Direktur Amnesty internasional Usman Hamid  juga mengecam agar tragedi ini seharusnya menjadi perhatian para politikus untuk memperjuangkan suara rakyat. Dan tragadi serangan ini bukti dari kurangnya perhatian para politikus dan negara. Acap kali ada kekerasan di Papua tidak pernah diselesaikan secara tuntas dan menyeluruh sampai ke meja hijau. (Merdeka.com, 19/9/2021).

Dampak  Impunitas

Pandangan KBBI (Kamus Besar Bahasa Indonesia) tentang makna impunitas yakni dimana keadaan terpidana tidak dapat dipidana dan biasanya terjadi akibat kegagalan pemerintah mengambil hukum atau tidak melaksanakan tindakan hukum kepada pelanggar hukum. Sama halnya pernyataan peneliti dari Divisi Riset dan Dokumentasi bahwasanya praktik penyiksaan dan penghukuman yang tidak manusiawi terus terjadi karena ada ketimpangan pengetahuan soal hak asasi manusia di publik. Akhirnya masyarakat menganggap kekerasan adalah yang biasa dan berujung penyelesaian hukum ke non pidana yang berdampak pada melanggengkan terjadinya impunitas atau kekebalan hukum sehingga berakibat sikap pembiaran, perlindungan pelaku kekerasan dan tidak ada pidana. (Brilian,Rozi.2021).

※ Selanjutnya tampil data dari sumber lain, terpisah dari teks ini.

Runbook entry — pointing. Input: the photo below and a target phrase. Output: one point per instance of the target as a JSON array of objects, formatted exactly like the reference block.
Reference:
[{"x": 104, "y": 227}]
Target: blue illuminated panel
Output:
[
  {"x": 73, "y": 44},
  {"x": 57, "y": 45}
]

Senada dengan pernyataan peneliti bahwasannya impunitas berdampak sekali di Papua yang kian menjamurnya organisasi terlarang. Dahulu OPM (Organisasi Papua Merdeka) dipimpin Kelly Kwalik. Setelah ia meninggal kemudian digantikan dengan Egianus Kogay. Seiring dengan bergantinya pemimpin, nama OPM pun berganti menjadi KKB. Perihal ini pun diketahui oleh Mantan Kepala BIN AM Hendropriyono dan ia mengakui sudah tahu sosok Egianus Kogoya sebagai bagian dari Kelompok kriminal Bersenjata (KKB).

Pandangan Islam tentang  Kekerasan

Islam adalah agama yang paling mulia baik terhadap muslim maupun non muslim. Seperti kisah kafir Quraisy yang tidak mau tunduk dan patuh dengan aturan islam maka Rosullullah tetap memberikan jaminan keselamatan dan tidak melakukan pemaksaan, kekerasan dan tindakan penganiayaan.

Al- Qur'an pun melarang adanya tindakan kekerasan, seperti dalam Al-Qur'an surah Al-A'raf ayat 33 yang artinya "Katakanlah: Tuhanku hanya mengharamkan perbuatan yang keji, baik yang nampak ataupun yang tersembunyi dan perbuatan dosa, melanggar hak manusia tanpa alasan yang benar (penganiayaan)".

Senada dengan larangan Allah tentang pembunuhan seperti yang tertuang dalam Al-Qur'an surat Al-Maidah ayat 32 yang artinya "Barang siapa yang membunuh seorang manusia, bukan karena orang itu (membunuh) orang lain, atau bukan karena membuat kerusakan di muka bumi, maka seakan-akan dia telah membunuh manusia seluruhnya".

Dalam sebuah hadis Shahih Al-Bukhary, yang diriwayatkan Abu Hurairah r.a  yang kandungan maknanya adalah melarang kita untuk mendzolimi sesama mahluk dan yang setiap yang melanggar hukum dalam Islam akan dikenai sanksi tazir atau fisik.

Merebaknya tindakan kriminal di negeri ini khususnya di Papua laksana seperti membunuh binatang saja yang kebanyakan status hukum tidak jelas, tidak ada titik terangnya dan bahkan banyak pembiaran oleh pemerintah.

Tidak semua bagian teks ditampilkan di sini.